If this new judicial oversight doesn't alter the program, such oversight must entail a novel reading of the FISA statute. In the background briefing, one of the Justice Department officials said, tellingly, that in securing a compromise that allows the program to continue under the wiretapping law, administration lawyers had drawn on "our own approach to the statute." The officials said several times that the solution they had arrived at was "innovative," and one wonders whether they managed to innovate their way around one of the keystones of the FISA system—the requirement that warrants be issued on a particularized basis.

The objection to this scenario is that a FISA Court judge presumably wouldn't allow the Justice Department to unilaterally rewrite the statute. But Keefe points out something I didn't know, and should have: "the Jan. 10 orders had not come from the entire panel, or even from the FISA court's presiding judge, Colleen Kollar-Kotelly, but from one particular judge who happened to be on duty that day. These orders appear to be unappealable, and no one outside the FISA court and the administration knows what they say."

Stripping away the legal and constitutional questions, there's a hard, security-policy core here -- one that basically prompts the legal and constitutional questions:
How solid a connection to a known Al Qaeda member is required to trigger surveillance? How solid a connection should be required?
By rejecting probable cause and FISA, the Bush administration conceded not only that it found the current restrictions unacceptable, but that it found the prospect of setting legal boundaries for terrorism surveillance unacceptable. That's the prerogative of the authoritarian. Yet it should be said that it's, at the very least, problematic to set hard-and-fast boundaries beyond which someone should be ineligible for court-approved surveillance, since such a thing could telegraph to al-Qaeda how to escape surveillance. (A caveat: to a great degree, this turns on the question of whether an al-Qaeda operative would be inclined to share information with a person who represents the Nth-plus-one degree of separation. Al-Qaeda's habit of compartmentalizing information suggests that setting such boundaries may not be as problematic as I'm fearing. But if there's some imaginative way al-Qaeda might be able to turn people into unwitting conveyors of information, then it remains possible.) Similarly undesirable: it may simply be that we'll have to wait until the next administration to see whether someone who isn't Bush believes that there's a compelling need to take the radical step of jettisoning the probable-cause standard.


--Spencer Ackerman
Sorry for posting this here, but I think you ought to know about it. The New Yorker printed Nicholas Lemann piece that is criminally naive. He writes:

"President Bush is often said to have misled the country into war in Iraq. But it’s equally true—and more illuminating of how the White House thinks and works—that the Administration misled itself into war."

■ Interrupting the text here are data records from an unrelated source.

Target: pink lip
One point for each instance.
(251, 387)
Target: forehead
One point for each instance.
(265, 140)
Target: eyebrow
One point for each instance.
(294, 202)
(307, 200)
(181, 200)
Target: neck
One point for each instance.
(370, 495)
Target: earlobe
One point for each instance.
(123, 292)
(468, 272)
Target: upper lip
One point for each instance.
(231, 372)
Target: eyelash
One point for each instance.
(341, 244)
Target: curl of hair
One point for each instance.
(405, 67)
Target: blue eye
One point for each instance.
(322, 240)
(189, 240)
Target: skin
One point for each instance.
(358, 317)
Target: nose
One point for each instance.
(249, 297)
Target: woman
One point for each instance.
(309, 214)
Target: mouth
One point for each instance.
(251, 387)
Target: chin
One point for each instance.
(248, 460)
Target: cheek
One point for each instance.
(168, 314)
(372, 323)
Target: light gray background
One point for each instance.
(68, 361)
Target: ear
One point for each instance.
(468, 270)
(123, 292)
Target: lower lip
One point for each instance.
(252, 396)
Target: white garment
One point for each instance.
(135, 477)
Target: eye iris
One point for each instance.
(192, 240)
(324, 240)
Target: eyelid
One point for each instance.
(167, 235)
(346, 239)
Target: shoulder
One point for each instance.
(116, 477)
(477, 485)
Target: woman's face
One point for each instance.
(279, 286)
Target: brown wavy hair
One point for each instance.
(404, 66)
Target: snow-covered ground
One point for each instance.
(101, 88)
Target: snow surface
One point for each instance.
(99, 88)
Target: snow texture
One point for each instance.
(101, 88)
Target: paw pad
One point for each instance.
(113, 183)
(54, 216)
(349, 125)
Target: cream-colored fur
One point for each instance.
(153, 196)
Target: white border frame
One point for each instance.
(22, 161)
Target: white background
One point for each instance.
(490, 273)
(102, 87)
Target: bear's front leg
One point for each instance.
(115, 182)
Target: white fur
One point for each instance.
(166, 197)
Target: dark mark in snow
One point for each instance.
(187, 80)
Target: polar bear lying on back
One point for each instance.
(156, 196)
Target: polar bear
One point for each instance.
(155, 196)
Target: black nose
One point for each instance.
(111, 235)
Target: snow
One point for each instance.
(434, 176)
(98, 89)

Based on your work, I'd say this is a phenomenal crock of shit. He also writes:

"The problem with the Bush Administration is not that it is uninterested in hard facts. The problem is the way in which the Administration goes about marshalling those facts."

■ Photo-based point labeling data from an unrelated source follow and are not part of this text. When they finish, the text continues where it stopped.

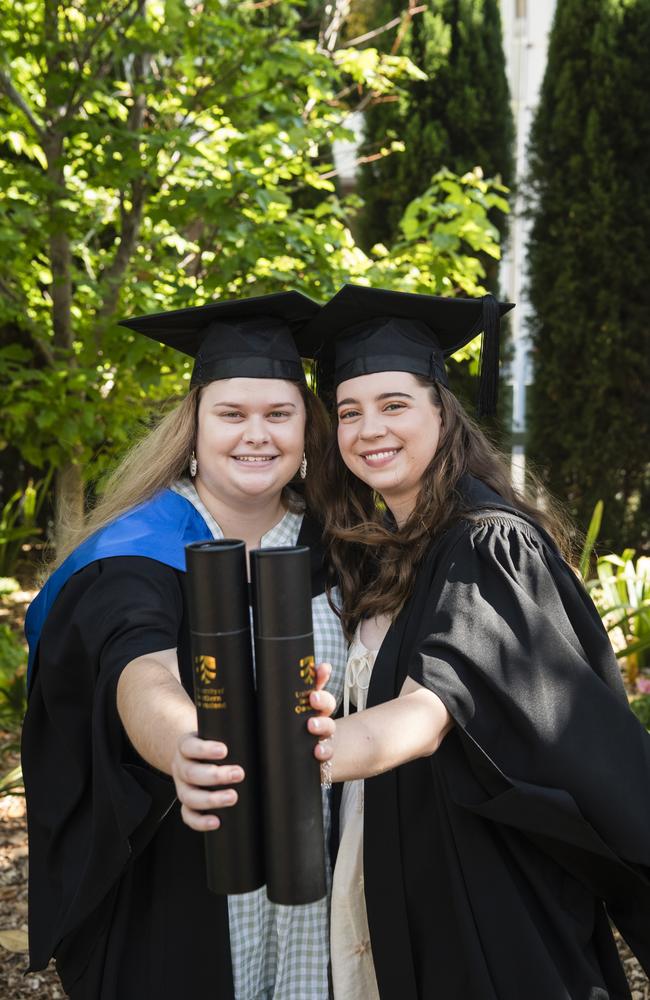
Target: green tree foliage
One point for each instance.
(458, 116)
(589, 266)
(156, 156)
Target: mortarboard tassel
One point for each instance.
(489, 361)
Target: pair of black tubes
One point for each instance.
(273, 835)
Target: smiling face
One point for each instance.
(388, 433)
(250, 439)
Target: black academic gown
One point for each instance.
(490, 867)
(117, 890)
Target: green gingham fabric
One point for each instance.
(282, 952)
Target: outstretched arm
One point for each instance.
(385, 736)
(159, 718)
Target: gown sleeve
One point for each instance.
(93, 803)
(516, 651)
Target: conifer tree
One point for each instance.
(589, 266)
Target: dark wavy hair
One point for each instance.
(373, 561)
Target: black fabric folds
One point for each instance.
(117, 881)
(501, 857)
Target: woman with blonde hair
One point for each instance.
(118, 889)
(495, 810)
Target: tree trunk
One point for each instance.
(68, 503)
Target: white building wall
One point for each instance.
(526, 26)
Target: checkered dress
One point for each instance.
(282, 952)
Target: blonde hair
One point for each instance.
(162, 457)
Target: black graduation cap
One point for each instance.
(366, 330)
(259, 337)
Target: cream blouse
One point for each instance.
(353, 970)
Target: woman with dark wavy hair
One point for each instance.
(495, 807)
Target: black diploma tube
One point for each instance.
(294, 842)
(224, 694)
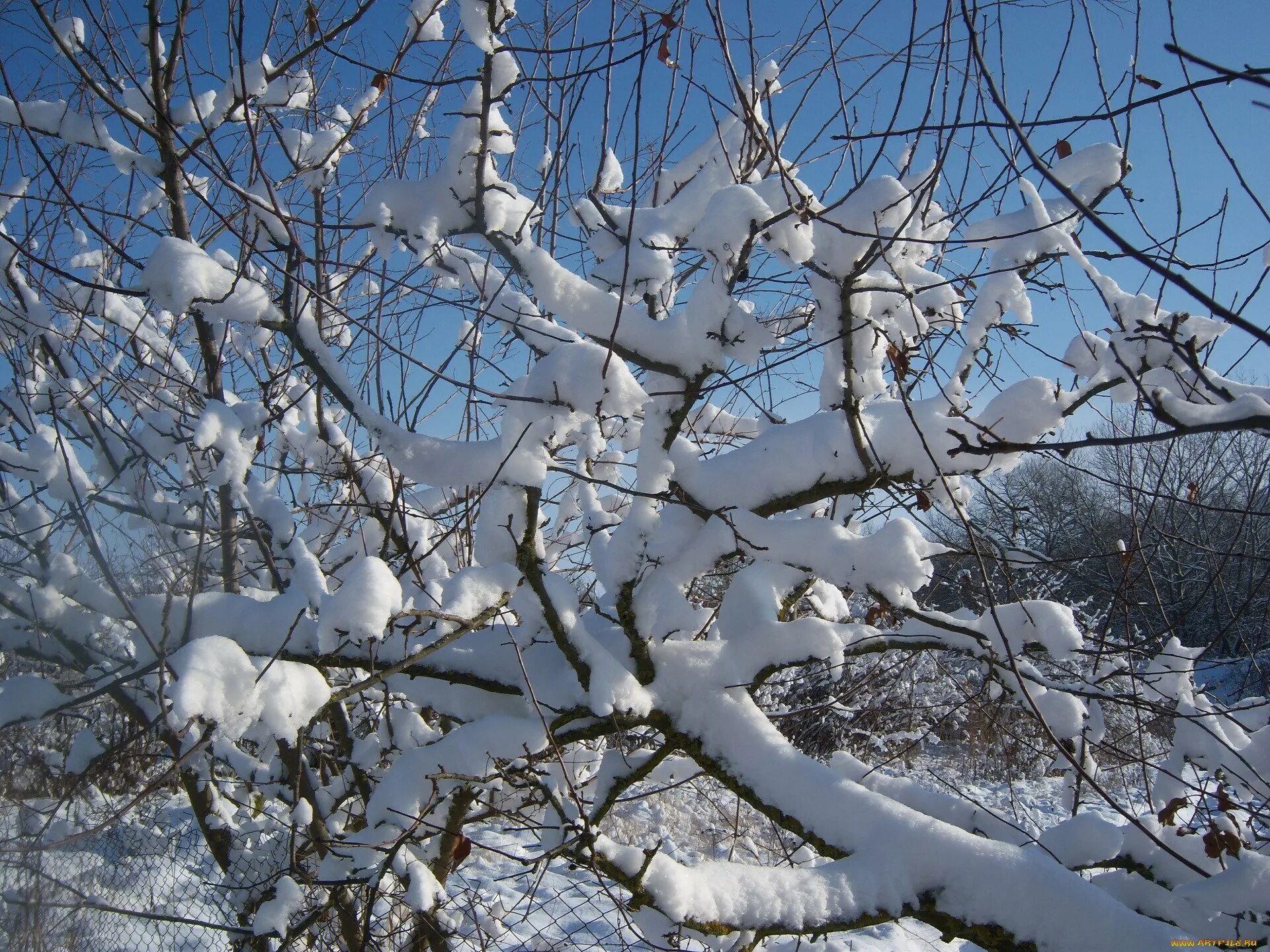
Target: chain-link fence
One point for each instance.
(146, 883)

When did Tina Brown come back?
Blogger TS | 8:53 AM

How solid a connection should be required?

Exactly, I'm willing to entertain the argument that in certain cases "probable cause" might be too demanding a standard. But that entails a discussion of balancing priorities between security and privacy, which also entails outlining the costs and benefits of any program with regards to those priorities. It's within the realm of possibility that the TSP is a good and useful program (though, given the parties involved and the application of the Davie theorem that good ideas don't need lies to sell, I'm doubtful) that in itself is not enough. The 'process' exists to make reasonably sure that it is in fact (or at least in prospect) a good and useful program before it is implemented.